Xia escaped the disaster because his tent was at the end of the shock wave.
“I was initially so excited to see my first avalanche that I took out my smart phone to take some photos,” he says. “But before I could take one, the shock wave neared, and I rushed back to my tent. I thought I was going to be killed.”
He peered out of his tent a minute later and saw other tents crushed by snow. “My tent was blown askew but it did not collapse,” he says. “If I had pitched it up just a bit further forward, I would have been dead.”
In 2016, Xia’s attempt to scale Mt Everest ended in a heartbreaker. He was forced to turn back only 94 meters from the summit when a fierce snowstorm materialized.

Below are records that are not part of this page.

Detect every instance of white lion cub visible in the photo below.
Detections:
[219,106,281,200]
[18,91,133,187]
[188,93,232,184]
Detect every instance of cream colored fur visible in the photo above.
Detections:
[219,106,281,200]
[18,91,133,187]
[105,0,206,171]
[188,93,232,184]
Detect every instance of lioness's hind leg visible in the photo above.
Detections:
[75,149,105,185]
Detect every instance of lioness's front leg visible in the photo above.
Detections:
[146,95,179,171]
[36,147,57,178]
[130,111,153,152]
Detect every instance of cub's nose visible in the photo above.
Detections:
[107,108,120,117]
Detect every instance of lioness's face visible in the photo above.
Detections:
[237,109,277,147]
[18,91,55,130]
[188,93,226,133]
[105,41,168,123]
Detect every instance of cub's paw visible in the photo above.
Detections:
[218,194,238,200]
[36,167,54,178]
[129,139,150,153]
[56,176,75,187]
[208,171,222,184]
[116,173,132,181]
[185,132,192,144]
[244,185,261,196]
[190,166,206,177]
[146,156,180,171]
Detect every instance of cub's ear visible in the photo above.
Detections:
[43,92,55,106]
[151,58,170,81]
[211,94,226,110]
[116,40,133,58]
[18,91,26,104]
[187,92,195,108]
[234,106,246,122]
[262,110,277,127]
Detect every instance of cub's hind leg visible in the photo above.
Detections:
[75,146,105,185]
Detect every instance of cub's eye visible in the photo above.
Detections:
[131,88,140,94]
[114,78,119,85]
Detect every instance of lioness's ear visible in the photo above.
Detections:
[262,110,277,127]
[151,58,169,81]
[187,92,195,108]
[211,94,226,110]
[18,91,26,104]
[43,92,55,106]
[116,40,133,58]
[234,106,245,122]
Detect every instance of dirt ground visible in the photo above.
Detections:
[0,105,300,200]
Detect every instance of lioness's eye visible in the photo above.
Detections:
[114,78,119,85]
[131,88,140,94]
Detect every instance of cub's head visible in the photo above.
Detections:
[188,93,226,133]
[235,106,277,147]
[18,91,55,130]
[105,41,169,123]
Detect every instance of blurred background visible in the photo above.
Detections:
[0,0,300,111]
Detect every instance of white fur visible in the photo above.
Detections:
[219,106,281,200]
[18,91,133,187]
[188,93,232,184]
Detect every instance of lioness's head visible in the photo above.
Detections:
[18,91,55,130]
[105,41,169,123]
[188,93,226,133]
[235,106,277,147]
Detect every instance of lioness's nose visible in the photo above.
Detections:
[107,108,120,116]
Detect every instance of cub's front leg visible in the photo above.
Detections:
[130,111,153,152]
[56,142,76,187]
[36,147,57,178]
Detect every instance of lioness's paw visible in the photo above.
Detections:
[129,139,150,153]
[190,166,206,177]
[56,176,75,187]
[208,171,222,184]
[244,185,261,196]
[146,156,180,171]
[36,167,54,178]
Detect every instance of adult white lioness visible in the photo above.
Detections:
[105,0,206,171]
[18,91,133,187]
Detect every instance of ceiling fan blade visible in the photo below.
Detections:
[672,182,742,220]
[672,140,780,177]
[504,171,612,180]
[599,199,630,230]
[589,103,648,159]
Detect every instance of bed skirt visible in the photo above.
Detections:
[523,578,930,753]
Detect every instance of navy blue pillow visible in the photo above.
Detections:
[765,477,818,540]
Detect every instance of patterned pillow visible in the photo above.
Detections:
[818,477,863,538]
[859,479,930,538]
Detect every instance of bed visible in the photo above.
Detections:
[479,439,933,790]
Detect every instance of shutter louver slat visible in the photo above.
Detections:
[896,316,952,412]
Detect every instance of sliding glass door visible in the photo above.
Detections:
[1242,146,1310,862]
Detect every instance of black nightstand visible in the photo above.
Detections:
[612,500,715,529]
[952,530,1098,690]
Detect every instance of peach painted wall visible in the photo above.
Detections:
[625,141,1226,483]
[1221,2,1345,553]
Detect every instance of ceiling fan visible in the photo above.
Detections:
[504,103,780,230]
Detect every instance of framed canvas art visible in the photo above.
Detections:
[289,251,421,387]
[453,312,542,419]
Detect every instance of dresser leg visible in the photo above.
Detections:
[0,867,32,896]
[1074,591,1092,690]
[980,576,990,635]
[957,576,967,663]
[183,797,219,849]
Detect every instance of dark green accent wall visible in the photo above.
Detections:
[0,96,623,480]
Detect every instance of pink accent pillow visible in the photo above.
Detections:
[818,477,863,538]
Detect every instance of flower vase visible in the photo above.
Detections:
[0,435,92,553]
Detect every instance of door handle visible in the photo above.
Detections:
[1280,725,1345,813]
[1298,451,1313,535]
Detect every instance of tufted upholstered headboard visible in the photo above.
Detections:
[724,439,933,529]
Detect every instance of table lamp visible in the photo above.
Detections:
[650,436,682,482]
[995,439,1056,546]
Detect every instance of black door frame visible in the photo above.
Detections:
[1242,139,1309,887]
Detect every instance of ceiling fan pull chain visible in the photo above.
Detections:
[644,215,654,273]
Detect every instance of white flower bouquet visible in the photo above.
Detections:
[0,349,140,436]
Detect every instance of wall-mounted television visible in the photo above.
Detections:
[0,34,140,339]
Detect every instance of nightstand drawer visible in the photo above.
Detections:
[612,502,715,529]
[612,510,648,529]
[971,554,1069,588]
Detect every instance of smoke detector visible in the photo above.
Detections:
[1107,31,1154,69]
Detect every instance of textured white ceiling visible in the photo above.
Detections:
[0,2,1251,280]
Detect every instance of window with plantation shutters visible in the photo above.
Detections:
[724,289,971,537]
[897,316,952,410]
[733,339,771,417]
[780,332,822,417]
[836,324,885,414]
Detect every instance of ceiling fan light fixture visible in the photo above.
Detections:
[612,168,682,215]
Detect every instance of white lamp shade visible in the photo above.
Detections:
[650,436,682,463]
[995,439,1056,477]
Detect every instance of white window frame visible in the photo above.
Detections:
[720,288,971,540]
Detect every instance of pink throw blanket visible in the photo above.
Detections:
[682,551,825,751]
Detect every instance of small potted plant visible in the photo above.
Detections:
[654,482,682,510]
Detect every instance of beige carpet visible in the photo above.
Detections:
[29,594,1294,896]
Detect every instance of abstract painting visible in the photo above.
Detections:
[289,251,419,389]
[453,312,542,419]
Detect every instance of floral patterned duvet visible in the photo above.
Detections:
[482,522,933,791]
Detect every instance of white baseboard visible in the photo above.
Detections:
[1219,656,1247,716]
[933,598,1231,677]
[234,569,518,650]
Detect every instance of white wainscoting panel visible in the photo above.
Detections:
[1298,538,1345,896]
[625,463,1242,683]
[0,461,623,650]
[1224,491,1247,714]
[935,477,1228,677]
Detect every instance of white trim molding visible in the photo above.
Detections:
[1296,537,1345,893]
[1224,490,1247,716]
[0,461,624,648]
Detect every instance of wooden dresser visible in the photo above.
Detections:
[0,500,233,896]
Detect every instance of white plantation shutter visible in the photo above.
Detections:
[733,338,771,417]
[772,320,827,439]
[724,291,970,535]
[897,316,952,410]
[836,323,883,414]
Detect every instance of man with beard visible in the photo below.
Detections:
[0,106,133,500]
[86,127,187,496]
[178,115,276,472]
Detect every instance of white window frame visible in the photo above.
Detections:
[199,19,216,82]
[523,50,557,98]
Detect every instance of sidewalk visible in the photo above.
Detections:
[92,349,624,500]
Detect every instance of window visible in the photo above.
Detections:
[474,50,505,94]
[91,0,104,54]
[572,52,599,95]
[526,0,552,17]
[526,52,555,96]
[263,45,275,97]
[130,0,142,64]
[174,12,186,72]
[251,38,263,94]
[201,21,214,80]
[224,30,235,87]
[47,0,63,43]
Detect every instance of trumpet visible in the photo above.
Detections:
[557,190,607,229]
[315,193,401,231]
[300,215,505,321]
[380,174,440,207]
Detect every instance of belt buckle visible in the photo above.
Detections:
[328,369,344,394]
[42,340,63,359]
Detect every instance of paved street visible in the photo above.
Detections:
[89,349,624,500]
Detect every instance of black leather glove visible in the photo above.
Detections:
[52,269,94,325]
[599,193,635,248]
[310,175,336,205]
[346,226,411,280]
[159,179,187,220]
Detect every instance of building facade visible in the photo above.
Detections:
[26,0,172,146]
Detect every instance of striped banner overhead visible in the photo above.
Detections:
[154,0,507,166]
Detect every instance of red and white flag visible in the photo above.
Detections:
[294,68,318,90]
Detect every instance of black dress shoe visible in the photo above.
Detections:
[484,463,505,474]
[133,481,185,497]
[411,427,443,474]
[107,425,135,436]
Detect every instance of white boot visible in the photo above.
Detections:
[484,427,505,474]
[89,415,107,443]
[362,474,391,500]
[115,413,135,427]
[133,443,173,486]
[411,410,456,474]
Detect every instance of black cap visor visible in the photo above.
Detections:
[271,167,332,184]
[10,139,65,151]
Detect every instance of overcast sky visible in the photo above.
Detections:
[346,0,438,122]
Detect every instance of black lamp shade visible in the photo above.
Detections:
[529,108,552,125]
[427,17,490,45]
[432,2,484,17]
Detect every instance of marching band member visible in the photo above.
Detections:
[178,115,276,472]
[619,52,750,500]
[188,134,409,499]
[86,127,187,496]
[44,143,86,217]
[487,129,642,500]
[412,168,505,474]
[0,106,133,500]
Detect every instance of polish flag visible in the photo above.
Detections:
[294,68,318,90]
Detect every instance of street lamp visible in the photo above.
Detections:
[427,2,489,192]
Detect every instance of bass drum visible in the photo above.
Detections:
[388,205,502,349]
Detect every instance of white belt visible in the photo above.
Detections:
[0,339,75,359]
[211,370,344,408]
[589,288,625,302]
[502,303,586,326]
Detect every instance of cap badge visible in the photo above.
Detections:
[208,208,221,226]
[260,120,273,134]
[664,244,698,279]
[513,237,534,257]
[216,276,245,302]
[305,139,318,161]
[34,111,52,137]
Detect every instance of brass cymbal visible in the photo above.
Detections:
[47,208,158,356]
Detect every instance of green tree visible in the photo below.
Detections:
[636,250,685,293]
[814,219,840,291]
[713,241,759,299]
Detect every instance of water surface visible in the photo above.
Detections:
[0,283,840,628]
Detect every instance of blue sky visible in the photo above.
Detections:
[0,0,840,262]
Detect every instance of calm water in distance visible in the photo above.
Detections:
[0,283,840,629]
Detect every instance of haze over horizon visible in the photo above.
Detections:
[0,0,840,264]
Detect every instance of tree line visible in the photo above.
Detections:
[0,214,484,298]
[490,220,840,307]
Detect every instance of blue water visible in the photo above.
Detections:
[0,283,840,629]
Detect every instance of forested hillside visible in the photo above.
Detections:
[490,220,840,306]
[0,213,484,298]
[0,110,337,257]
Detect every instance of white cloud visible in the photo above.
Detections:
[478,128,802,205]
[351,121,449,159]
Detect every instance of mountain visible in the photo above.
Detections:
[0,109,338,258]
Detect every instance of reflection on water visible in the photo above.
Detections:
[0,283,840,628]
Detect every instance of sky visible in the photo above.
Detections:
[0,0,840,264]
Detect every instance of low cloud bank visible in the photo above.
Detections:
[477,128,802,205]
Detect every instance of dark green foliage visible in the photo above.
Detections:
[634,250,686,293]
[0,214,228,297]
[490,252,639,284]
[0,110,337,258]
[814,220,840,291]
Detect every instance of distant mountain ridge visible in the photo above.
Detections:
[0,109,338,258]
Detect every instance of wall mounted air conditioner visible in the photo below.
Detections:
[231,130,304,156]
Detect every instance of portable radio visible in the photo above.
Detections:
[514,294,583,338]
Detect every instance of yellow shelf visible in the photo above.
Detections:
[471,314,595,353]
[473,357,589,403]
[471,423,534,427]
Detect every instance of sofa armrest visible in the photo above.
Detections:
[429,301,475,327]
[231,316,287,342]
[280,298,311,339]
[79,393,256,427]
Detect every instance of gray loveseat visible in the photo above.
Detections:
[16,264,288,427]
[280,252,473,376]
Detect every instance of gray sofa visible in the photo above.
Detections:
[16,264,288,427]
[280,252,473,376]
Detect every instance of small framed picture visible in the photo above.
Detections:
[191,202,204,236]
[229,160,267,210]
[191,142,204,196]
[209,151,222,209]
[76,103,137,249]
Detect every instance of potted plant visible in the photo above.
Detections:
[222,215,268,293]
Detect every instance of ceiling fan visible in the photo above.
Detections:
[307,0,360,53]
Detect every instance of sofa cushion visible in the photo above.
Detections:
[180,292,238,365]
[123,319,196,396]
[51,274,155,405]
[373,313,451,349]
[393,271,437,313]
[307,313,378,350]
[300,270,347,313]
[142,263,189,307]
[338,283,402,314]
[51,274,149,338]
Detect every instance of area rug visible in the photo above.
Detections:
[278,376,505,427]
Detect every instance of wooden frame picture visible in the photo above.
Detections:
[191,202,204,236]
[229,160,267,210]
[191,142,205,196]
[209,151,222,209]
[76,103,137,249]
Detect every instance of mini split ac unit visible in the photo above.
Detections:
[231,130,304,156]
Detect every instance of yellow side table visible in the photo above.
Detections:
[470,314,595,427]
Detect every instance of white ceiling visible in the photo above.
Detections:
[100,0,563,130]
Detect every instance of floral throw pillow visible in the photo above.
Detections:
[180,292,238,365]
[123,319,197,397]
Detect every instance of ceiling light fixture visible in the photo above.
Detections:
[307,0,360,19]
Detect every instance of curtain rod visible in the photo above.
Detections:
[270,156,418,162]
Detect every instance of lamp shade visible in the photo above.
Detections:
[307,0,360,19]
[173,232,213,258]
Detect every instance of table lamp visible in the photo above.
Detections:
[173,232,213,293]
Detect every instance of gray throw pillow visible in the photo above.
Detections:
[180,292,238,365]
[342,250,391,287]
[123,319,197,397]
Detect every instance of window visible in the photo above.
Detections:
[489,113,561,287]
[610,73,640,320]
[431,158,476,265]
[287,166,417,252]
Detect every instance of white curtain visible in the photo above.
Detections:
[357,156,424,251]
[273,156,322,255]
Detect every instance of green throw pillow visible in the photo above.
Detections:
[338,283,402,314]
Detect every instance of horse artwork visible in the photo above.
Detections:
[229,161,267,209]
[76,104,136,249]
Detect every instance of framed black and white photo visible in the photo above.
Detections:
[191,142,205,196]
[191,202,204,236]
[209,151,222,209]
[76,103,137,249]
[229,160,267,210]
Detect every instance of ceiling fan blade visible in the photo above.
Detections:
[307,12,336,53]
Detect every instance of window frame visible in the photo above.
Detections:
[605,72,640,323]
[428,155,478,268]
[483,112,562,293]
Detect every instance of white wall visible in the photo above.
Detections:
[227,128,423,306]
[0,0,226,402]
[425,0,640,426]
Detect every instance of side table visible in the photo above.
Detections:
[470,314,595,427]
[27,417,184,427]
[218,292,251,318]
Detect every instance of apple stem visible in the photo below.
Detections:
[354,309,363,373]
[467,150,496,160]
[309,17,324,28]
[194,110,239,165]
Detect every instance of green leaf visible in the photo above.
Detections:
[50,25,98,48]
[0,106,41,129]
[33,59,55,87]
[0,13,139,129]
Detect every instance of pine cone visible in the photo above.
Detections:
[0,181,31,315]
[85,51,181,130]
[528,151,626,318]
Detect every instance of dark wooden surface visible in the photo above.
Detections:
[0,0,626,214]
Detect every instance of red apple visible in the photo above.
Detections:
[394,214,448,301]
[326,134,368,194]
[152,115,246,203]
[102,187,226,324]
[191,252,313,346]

“Such awful weather conditions at that altitude pose severe dangers,” says Xia. “Most climbers might choose desperately to go on because it’s their dream and they have spent their life savings to get to that point. But I decided to descend because I didn’t want to put others’ lives at risk. An excellent climber knows how to go up and when to go down.”
He later learned that six climbers who were bent on braving the storm died.
Undaunted by the adversities of weather, Xia spent 2016 building up his strength for another try. Just as he was preparing to begin his fifth journey to Nepal, he heard the news that the government there decided to ban the blind and double amputees from climbing the mountain.
Xia and his team contacted other climbers affected by the ban. They all appealed to human rights organizations to try to get the ban overturned. After several lawsuits, the supreme court of Nepal suspended the ban in March, 2018, clearing the first obstacle to Xia’s fifth attempt for the summit.
Before his departure, his wife bought a calabash, used as an amulet in traditional Chinese culture, with the words “return safely” written inside.
He did return safely.
“I dedicated my whole life to this dream, and I sacrificed time I could have spent with my family,” he says. “Now that my dream is realized, it want to make it up to them.”
He says he plans to go on a motoring tour with his wife in the near future.
His speech last week was part of a larger seminar on the future of technology. Xia says he hopes technology will improve artificial limbs for amputees to allow them to fulfill what seem to be impossible dreams.
“When I was climbing, I could not feel whether a rock was flat or stable with my artificial limbs, and I could not balance as you would with real ankles,” he says. “I hope future technologies will develop advanced artificial limbs and shoes to overcome these problems.”